Dizíamos que seriam necessários outros 2 bilhões de anos para que estas condições especiais surgissem em algum lugar. Logo, há 11,2 bilhões de anos atrás. Também sabemos que nos padrões que conhecemos seriam necessários mais 3,7 bilhões de anos para que num planeta como o nosso a vida evolua e desenvolva uma civilização capaz de se surpreender com suas origens e destinos possíveis e faça especulações sobre o seu papel no universo. Com isto, é possível que há 7,5 bilhões de anos já existisse no universo uma civilização semelhante à nossa.

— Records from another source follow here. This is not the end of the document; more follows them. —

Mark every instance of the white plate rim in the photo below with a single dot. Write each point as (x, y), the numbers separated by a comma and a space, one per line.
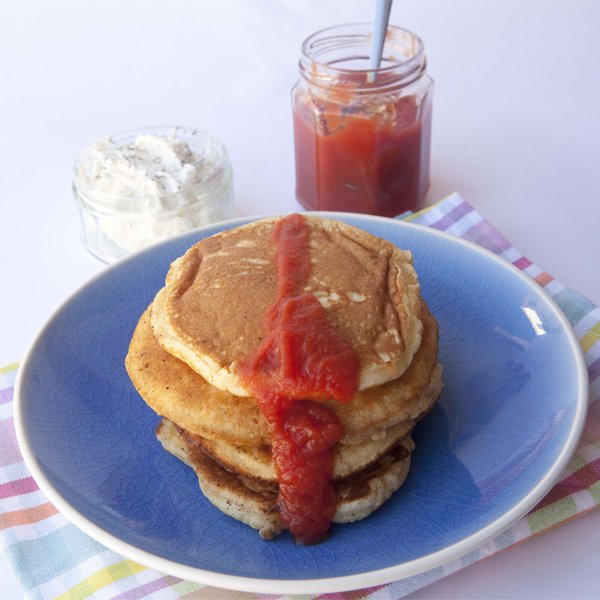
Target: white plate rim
(326, 584)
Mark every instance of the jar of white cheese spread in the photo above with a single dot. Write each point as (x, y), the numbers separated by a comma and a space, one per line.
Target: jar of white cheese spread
(145, 185)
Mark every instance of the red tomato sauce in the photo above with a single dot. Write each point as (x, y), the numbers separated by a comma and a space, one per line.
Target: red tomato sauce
(301, 360)
(356, 162)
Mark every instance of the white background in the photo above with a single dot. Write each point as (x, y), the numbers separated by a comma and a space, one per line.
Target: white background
(516, 132)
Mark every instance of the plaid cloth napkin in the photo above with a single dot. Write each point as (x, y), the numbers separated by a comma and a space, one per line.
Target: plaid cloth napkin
(51, 558)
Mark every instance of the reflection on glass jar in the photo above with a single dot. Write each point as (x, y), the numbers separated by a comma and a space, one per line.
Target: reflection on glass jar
(362, 137)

As correntes pessimistas afirmam que as civilizações tendem para a extinção num curto espaço de tempo de alguns milhares de anos por fatores múltiplos, como epidemias, guerras, mudanças climáticas bruscas como glaciações ou aquecimentos, catástrofes cósmicas, e becos evolutivos. Uma variada gama de possibilidades apocalípticas mesclada com pandemias letais.

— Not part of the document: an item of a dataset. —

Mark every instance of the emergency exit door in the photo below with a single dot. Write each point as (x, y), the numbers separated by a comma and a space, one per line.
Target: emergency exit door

Mas sem uma extinção total por obra de um fenômeno cataclísmico qualquer este palco que montamos para que a vida tentasse uma evolução continuada desde os primórdios do universo criaria uma possibilidade bastante interessante. A evidente disparidade temporal entre a hipotética civilização primordial e a nossa é a mais marcante. Se considerarmos que a nossa civilização tem cerca de 10 mil anos, poderíamos dizer que o abismo temporal entre as duas espécies seria hoje o equivalente ao de 750 mil civilizações. Um tempo razoável. Qual seriam as diferenças mentais entre essas duas civilizações?

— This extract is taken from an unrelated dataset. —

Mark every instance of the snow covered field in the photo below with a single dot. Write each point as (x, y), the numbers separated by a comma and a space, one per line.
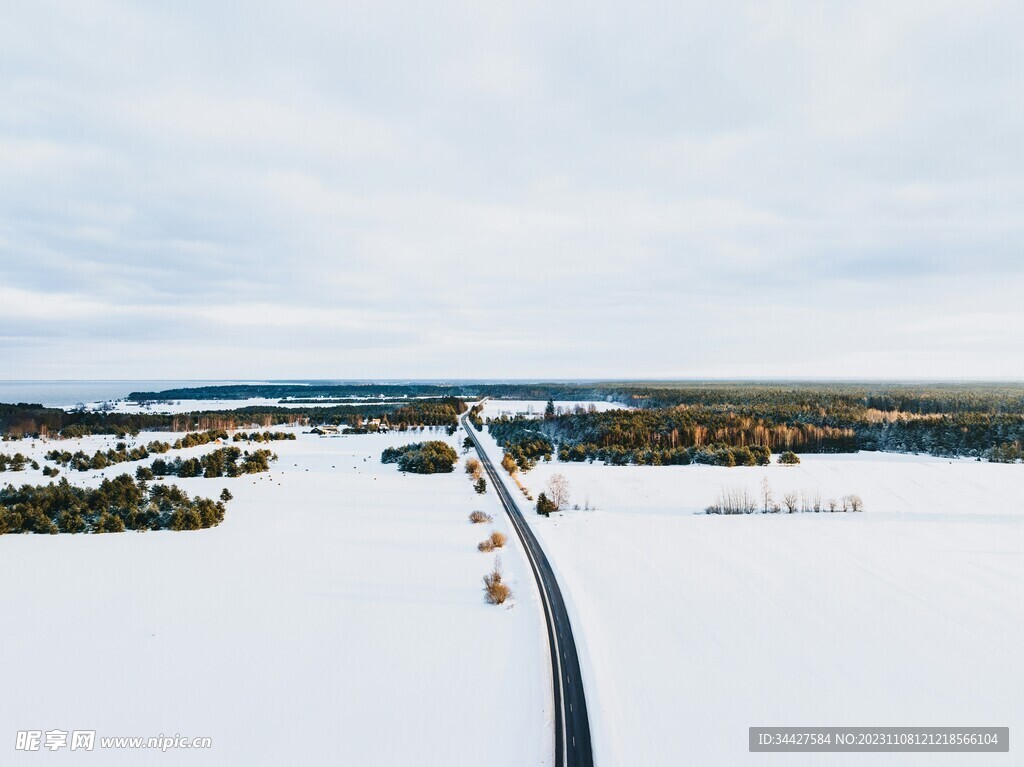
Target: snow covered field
(692, 628)
(335, 618)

Qual seria, atualmente, o interesse desta civilização avançada em nos contatar? Qual seria o nível de entendimento ou de conversação? Em que nível evolutivo esta espécie estaria? Nós conseguiríamos compreendê-los? Ou percebê-los? Eles teriam forma? Estariam presos a uma base orgânica como nós? Quais seria o seu domínio sobre as forças da natureza? Será que esta espécie ainda conservaria a individualidade de seus elementos? Ou seria um ser coletivo? O avanço e a aplicação de seus conhecimentos, para nós, seriam distinguíveis de um ato mágico? Ou de um ato divino?
Seguindo esta mesma ótica nada impede que já tenhamos entrado em contato com tal ser ou seres, ou outros em estágio intermediário, em nosso passado remoto, o que explicaria a profusão de mitos sobre divindades que nos criam, alimentam, acalentam, ensinam, limitam, julgam e depois somem. Assim seria possível imaginar esses seres e a sua atual atitude de afastamento, como quem observa à distância, mas não se imiscuindo dos negócios terrenos, tampouco se interessando com os problemas individuais, mas quem sabe monitorando o avanço da nossa espécie como um todo, na expectativa de que um dia possamos nos somar a eles em imagem e semelhança.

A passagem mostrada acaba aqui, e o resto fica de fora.